Ralph Nader, The Safe Car You Can’t Buy. The Nation, 11 April 1959. “The Article that Launched the Consumer-Rights Movement…. It is clear that Detroit today [1959] is designing automobiles for style, cost, performance and calculated obsolescence, but not for safety.”

Doors that fly open on impact, inadequately secured seats, the sharp-edged rearview mirror, pointed knobs on instrument panel and doors, flying glass, the overhead structure—all illustrate the lethal potential of poor design…. Automobiles are so designed as to be dangerous at any speed.

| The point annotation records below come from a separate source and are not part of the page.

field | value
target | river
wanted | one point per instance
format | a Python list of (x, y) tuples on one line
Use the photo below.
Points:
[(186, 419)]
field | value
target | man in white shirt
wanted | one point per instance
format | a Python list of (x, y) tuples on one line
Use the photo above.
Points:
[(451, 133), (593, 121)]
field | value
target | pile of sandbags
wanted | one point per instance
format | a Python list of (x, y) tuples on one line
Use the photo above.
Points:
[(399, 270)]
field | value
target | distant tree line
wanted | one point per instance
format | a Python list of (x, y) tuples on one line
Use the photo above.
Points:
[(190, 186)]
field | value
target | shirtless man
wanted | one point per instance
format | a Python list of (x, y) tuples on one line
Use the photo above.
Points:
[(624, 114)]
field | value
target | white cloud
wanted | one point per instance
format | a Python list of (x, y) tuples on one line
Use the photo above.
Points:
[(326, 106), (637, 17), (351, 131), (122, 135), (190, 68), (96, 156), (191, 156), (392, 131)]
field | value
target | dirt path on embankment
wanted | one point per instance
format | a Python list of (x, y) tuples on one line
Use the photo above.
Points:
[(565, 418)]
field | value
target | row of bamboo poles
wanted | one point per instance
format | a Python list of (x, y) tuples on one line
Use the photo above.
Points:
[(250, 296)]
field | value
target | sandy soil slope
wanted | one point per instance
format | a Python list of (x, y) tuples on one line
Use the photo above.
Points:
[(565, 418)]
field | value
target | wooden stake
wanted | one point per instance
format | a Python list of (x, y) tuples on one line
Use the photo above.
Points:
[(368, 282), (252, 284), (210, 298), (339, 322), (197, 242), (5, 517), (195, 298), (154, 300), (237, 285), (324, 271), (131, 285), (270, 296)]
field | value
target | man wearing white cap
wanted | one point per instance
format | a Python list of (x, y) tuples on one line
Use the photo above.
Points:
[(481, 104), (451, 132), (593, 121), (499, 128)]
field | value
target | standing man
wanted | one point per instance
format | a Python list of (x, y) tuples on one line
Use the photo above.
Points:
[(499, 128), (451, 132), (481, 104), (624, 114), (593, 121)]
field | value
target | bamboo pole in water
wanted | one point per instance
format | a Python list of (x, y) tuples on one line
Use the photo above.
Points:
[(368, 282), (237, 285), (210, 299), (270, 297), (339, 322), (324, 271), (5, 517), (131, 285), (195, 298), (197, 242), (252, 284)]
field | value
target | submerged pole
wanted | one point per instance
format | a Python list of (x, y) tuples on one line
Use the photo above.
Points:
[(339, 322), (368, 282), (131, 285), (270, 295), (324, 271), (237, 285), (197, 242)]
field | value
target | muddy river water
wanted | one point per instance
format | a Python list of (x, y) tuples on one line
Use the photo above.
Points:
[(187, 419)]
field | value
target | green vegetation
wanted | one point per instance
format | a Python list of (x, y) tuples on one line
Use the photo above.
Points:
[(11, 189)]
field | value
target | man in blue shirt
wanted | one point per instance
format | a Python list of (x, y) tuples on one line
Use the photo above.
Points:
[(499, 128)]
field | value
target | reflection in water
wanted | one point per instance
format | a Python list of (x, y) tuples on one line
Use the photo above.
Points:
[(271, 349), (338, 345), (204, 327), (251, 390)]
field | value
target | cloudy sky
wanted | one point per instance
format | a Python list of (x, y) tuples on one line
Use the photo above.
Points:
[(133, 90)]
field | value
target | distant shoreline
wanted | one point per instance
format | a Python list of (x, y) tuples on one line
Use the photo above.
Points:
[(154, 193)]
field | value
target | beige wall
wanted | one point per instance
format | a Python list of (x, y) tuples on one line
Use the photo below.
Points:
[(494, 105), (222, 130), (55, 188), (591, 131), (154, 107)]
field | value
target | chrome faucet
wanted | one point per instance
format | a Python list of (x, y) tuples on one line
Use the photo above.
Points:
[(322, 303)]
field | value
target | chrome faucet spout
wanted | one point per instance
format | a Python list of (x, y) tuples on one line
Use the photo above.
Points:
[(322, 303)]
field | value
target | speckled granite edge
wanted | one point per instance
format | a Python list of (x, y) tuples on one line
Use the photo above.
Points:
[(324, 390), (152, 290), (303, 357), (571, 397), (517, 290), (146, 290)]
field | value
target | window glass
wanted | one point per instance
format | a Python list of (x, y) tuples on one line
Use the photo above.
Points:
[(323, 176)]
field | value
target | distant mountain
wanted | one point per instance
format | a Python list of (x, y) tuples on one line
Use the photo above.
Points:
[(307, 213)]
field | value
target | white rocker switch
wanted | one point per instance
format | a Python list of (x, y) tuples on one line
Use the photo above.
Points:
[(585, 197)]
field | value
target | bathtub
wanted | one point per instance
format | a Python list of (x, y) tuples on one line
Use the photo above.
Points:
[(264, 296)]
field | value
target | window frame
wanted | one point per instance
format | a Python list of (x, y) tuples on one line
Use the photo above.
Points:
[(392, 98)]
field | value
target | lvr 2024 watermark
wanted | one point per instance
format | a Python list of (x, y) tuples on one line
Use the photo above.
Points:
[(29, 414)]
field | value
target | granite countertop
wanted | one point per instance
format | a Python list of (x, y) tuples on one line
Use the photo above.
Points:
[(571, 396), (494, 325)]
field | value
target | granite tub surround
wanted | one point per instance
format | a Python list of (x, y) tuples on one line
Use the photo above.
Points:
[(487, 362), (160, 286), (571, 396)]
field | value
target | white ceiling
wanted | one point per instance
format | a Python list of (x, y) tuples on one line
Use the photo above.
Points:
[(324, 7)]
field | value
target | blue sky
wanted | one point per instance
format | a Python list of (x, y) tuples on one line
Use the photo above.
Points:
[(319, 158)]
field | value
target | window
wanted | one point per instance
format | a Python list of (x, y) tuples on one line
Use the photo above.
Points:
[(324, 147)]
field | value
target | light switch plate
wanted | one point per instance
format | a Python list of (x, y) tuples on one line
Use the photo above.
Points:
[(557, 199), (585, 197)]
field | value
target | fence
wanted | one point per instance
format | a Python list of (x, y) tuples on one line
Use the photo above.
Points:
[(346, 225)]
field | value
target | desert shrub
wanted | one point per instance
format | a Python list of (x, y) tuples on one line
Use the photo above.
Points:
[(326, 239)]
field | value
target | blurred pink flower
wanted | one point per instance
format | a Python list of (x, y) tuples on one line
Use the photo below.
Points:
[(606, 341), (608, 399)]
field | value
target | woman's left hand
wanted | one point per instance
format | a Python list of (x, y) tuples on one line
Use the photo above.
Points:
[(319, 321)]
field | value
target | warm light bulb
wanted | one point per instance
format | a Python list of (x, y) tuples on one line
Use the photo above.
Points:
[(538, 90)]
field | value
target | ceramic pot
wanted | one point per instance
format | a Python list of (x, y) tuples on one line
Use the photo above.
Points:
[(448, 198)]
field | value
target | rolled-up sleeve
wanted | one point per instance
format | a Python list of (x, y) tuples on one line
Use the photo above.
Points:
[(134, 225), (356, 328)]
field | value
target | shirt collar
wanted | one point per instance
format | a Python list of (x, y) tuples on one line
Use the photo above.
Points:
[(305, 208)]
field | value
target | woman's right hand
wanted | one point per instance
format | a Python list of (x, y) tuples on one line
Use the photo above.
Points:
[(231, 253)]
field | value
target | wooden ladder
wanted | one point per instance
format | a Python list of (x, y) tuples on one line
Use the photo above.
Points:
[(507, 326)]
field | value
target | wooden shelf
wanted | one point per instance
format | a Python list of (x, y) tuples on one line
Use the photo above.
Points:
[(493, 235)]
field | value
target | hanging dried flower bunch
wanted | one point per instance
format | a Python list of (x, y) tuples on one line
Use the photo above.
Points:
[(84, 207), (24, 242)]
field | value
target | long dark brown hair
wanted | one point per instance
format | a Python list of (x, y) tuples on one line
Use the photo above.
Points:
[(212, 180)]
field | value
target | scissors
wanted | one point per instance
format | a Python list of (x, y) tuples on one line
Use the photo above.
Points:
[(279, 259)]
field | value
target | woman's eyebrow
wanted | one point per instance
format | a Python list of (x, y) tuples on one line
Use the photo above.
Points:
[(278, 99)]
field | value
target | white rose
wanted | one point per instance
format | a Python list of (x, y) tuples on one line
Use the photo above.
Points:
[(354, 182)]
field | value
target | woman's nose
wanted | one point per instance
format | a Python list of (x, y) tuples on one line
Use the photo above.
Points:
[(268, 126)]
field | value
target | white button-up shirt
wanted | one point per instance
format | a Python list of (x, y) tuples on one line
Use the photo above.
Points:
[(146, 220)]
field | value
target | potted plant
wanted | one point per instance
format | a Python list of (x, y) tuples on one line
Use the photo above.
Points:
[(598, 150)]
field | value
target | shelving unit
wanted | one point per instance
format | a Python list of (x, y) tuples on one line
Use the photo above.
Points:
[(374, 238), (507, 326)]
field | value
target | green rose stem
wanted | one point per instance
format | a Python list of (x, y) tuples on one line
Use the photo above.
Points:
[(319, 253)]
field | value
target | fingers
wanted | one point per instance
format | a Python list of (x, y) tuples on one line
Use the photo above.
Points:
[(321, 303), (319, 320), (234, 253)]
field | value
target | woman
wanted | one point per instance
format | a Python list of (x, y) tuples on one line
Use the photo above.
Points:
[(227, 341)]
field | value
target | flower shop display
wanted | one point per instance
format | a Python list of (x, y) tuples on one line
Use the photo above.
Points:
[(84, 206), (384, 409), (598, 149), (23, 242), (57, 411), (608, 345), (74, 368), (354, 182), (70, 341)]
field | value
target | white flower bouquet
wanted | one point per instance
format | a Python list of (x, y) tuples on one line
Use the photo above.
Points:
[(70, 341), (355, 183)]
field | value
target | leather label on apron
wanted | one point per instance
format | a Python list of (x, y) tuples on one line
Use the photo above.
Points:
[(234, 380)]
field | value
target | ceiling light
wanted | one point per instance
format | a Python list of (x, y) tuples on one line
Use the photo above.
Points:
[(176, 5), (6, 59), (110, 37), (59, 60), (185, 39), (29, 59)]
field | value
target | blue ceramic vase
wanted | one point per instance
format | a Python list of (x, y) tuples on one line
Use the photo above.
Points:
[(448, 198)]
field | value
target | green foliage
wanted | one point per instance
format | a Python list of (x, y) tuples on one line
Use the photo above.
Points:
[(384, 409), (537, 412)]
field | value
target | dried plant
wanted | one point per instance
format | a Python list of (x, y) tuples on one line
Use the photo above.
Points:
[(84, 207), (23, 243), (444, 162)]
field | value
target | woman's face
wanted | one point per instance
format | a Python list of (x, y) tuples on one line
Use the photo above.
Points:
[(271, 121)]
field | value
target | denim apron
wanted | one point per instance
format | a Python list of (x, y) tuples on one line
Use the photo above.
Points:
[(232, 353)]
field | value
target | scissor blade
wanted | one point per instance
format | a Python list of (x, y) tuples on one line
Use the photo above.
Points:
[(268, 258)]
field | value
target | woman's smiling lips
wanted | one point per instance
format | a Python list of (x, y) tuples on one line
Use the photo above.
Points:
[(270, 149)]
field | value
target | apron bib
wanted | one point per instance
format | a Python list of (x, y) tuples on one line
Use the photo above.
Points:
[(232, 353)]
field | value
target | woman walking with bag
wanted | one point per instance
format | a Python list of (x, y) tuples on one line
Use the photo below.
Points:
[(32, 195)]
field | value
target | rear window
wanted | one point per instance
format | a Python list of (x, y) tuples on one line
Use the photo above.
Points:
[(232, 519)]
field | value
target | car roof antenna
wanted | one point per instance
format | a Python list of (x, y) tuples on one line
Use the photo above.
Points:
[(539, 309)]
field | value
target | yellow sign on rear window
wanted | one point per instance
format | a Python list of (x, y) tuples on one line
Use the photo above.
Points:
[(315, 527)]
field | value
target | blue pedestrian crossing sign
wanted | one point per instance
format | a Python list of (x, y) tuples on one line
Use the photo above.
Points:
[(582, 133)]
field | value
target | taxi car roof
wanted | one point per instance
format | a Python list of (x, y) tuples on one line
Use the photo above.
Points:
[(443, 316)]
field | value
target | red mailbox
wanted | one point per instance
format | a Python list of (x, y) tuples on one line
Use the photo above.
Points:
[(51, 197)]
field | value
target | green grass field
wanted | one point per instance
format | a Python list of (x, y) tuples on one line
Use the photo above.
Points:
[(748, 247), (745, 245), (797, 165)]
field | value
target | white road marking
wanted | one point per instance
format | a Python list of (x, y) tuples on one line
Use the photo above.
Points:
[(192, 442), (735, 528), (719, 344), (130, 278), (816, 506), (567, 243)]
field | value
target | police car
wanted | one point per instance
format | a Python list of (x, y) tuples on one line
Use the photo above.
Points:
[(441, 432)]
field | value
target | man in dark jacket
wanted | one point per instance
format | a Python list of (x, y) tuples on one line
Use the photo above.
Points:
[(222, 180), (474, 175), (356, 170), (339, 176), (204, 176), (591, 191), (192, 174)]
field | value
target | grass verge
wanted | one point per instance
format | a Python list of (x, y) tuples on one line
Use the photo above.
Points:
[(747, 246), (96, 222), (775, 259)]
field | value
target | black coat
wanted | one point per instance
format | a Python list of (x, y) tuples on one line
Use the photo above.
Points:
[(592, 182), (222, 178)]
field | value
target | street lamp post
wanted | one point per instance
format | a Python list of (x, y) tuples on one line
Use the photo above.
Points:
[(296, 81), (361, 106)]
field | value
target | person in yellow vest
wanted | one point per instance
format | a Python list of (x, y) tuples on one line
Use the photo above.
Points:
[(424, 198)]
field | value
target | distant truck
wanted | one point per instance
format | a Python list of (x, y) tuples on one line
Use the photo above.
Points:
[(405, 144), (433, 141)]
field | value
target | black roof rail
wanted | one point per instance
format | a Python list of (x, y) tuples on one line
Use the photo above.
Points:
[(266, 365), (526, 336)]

Our preoccupation has been with the cause of accidents seen in terms of the driver and not with the instruments that produce the injuries. Erratic driving will always be characteristic of the traffic scene; exhortation and stricter law enforcement have at best a limited effect. Much more significant for saving life is the application of engineering remedies to minimize the lethal effects of human error by designing the automobile so as to afford maximum protection to occupants in the event of a collision. In a word, the job is to make accidents safe….

Perhaps the best summation lies in a physician’s comment on the car manufacturer’s design policy: “Translated into medicine,” he writes, “it would be comparable to withholding known methods of life-saving value.”